Les cardiologues, qui ont subi un véritable parcours du combattant au cours de leur cursus universitaire, après avoir sacrifié leur jeunesse sur les bancs de l’université, se retrouvent au moment où ils commencent leur vie professionnelle, la trentaine passée, dépendants de tiers souvent incultes, toujours avides, contrôlant le flux de la clientèle. À force de subir cette situation, certains collègues, en général les plus jeunes, finissent, l’ambiance politique locale aidant, par craquer, et préfèrent repartir du bon pied, sous d’autres cieux.
Par Dr Mounir Hanablia *
Le Dr Khaled Bouzouita, cardiologue de libre pratique, a fermé son cabinet et s’est installé en France. C’est en tous cas ce qu’ont déclaré certains de ses patients. À la Marsa, où il exerçait, il jouissait d’une bonne réputation, lui valant de toute apparence une clientèle nombreuse et fidèle. Il était également inclus dans les tableaux de garde de plusieurs cliniques privées. On ignore donc les raisons qui l’ont poussé à prendre une décision aussi radicale.
Les milieux de la cardiologie ne se révèlent en général pas très loquaces quand des situations semblables se produisent, ce qui est en soi assez révélateur d’un manque d’intérêt, plutôt surprenant.
Ils préfèrent repartir du bon pied, sous d’autres cieux
Le cardiologue Mohamed El-Fajraoui avait lui aussi choisi de s’expatrier après quelques années d’activités dans le privé, sans susciter plus de commentaires de la part de ses collègues. Il faut reconnaître qu’il avait au cours d’une discussion sur la page fb de l’Association des cardiologues libéraux (ACL) exprimé le fond de sa pensée relativement à la prédation qui régnait au sein de la profession.
Depuis lors, les choses n’ont apparemment pas changé. Le problème demeure ainsi posé dans sa globalité. Les cardiologues, qui ont subi un véritable parcours du combattant au cours de leur cursus universitaire, après avoir sacrifié leur jeunesse sur les bancs de l’université, se retrouvent au moment où ils commencent leur vie professionnelle, la trentaine passée, dépendants de tiers souvent incultes, toujours avides, contrôlant le flux de la clientèle autant dans les cliniques, qu’en provenance de la Libye. Et ils ne peuvent le plus souvent s’en faire concéder une partie qu’au prix de compromissions dont ils sont, s’il y a lieu, le cas échéant face à la justice, les seuls à payer le prix.
Le système de prédation empêche l’éclosion des nouveaux talents
À force de subir cette situation, certains collègues, en général les plus jeunes, finissent, l’ambiance politique locale aidant, par craquer, et préfèrent repartir du bon pied, sous d’autres cieux.
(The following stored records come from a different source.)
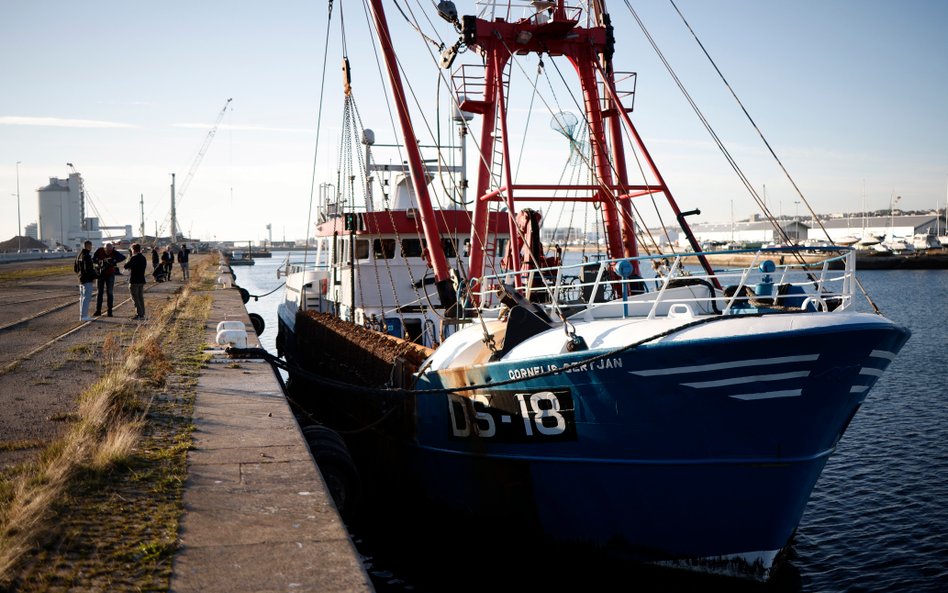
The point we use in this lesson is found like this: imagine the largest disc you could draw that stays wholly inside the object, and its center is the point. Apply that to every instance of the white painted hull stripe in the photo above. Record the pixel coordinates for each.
(727, 365)
(748, 379)
(768, 394)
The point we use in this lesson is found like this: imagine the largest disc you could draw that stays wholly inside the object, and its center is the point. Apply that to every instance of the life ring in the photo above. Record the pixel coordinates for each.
(818, 304)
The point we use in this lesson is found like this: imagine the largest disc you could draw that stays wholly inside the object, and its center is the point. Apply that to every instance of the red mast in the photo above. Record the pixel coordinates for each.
(419, 173)
(590, 51)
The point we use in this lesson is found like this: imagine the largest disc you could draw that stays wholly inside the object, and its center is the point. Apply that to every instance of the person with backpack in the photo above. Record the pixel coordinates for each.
(105, 260)
(136, 281)
(85, 269)
(167, 261)
(183, 254)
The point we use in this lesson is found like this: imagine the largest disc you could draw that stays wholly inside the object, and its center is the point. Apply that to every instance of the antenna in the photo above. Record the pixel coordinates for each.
(566, 122)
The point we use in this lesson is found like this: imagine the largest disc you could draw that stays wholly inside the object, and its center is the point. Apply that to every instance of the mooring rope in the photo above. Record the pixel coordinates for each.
(315, 378)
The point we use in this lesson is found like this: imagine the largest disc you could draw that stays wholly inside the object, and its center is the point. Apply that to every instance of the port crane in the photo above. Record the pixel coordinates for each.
(194, 166)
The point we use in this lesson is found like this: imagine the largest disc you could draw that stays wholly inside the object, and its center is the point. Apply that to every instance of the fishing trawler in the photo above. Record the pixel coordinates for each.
(624, 399)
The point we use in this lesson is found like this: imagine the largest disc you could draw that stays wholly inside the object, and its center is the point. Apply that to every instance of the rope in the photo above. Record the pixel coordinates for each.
(259, 296)
(315, 378)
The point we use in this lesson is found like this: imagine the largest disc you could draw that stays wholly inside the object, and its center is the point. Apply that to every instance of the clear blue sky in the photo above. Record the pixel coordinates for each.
(851, 94)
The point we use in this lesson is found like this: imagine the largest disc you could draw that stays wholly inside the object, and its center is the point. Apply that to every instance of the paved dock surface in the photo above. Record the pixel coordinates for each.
(258, 516)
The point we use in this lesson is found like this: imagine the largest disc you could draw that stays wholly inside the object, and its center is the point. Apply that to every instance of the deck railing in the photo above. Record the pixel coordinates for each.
(748, 281)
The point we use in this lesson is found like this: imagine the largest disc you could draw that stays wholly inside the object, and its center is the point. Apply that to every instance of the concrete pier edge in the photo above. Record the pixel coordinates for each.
(257, 513)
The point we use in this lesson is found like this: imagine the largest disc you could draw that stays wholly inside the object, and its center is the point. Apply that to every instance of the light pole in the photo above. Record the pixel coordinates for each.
(19, 229)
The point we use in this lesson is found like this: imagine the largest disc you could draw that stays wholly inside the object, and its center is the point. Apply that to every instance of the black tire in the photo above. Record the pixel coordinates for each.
(258, 324)
(337, 468)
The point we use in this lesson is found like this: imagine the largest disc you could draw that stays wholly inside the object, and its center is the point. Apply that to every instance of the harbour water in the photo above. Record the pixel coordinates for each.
(877, 520)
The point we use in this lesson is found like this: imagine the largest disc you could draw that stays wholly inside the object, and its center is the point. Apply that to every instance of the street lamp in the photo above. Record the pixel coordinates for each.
(19, 229)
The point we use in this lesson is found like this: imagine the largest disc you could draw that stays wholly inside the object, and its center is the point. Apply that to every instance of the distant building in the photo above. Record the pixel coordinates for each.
(62, 211)
(890, 227)
(840, 230)
(750, 232)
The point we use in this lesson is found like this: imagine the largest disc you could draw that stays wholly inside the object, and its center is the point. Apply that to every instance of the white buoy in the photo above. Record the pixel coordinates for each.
(236, 338)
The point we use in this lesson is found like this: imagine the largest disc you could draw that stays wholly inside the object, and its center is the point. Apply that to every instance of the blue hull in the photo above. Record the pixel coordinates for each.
(696, 451)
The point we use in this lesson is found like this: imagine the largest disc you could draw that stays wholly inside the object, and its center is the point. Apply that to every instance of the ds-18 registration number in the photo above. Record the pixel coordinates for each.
(513, 416)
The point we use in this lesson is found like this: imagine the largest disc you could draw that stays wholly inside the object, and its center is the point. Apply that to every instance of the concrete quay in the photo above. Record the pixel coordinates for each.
(258, 515)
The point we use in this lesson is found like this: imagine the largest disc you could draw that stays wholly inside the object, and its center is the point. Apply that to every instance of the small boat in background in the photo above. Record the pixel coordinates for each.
(239, 258)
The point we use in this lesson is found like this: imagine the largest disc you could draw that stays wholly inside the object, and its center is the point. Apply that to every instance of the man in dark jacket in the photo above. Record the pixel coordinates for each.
(106, 259)
(136, 281)
(183, 254)
(86, 271)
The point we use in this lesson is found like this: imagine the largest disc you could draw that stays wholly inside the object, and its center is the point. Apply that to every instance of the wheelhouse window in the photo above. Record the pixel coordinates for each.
(415, 247)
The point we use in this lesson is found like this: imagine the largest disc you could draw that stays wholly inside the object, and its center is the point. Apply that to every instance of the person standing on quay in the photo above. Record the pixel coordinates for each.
(136, 281)
(86, 271)
(167, 260)
(183, 260)
(106, 258)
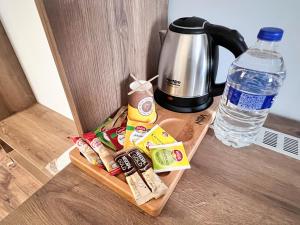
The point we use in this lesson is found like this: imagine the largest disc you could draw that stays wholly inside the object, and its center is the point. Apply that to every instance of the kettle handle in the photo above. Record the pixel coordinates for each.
(229, 39)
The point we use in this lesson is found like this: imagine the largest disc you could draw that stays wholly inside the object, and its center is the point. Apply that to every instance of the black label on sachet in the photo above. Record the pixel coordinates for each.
(139, 159)
(125, 163)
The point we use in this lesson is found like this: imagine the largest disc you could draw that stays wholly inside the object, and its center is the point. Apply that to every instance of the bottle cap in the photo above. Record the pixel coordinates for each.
(270, 34)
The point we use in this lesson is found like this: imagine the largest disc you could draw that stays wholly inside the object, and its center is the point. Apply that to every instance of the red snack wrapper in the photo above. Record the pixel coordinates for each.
(110, 164)
(117, 136)
(87, 152)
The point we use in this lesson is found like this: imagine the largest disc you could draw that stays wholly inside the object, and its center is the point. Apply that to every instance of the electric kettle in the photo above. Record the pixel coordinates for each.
(189, 61)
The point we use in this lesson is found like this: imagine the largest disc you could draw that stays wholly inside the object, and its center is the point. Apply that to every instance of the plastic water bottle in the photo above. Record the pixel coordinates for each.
(253, 82)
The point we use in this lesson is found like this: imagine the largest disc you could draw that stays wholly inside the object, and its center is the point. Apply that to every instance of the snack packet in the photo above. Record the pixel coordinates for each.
(141, 192)
(156, 136)
(157, 186)
(116, 136)
(87, 152)
(107, 124)
(169, 157)
(134, 131)
(110, 165)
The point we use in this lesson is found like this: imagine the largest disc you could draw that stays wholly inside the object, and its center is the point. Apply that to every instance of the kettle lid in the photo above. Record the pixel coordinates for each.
(188, 25)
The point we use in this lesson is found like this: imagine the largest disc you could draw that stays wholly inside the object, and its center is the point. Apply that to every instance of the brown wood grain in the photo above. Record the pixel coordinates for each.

Ceci est regrettable parce que le système de prédation, intrinsèque à l’activité libérale et hospitalière, empêche l’éclosion des nouveaux talents, s’oppose au renouvellement des générations, perpétue les pratiques anti-déontologiques, et appauvrit en fin de compte la compétence professionnelle disponible. Au vu de cela, le silence tonitruant de la corporation acquiert ses raisons, que la raison désapprouve. On préfère se taire parce que le milieu professionnel sait punir dans leurs revenus ceux qui ne se plient pas aux règles de prééminence. La richesse étant en la circonstance considérée comme un don de Dieu «maktoub», écrit par le Destin, ne pourront y accéder que ceux qu’il aura bénis, même s’ils usent pour cela de procédés inspirés par des saints pas toujours regardants sur les moyens…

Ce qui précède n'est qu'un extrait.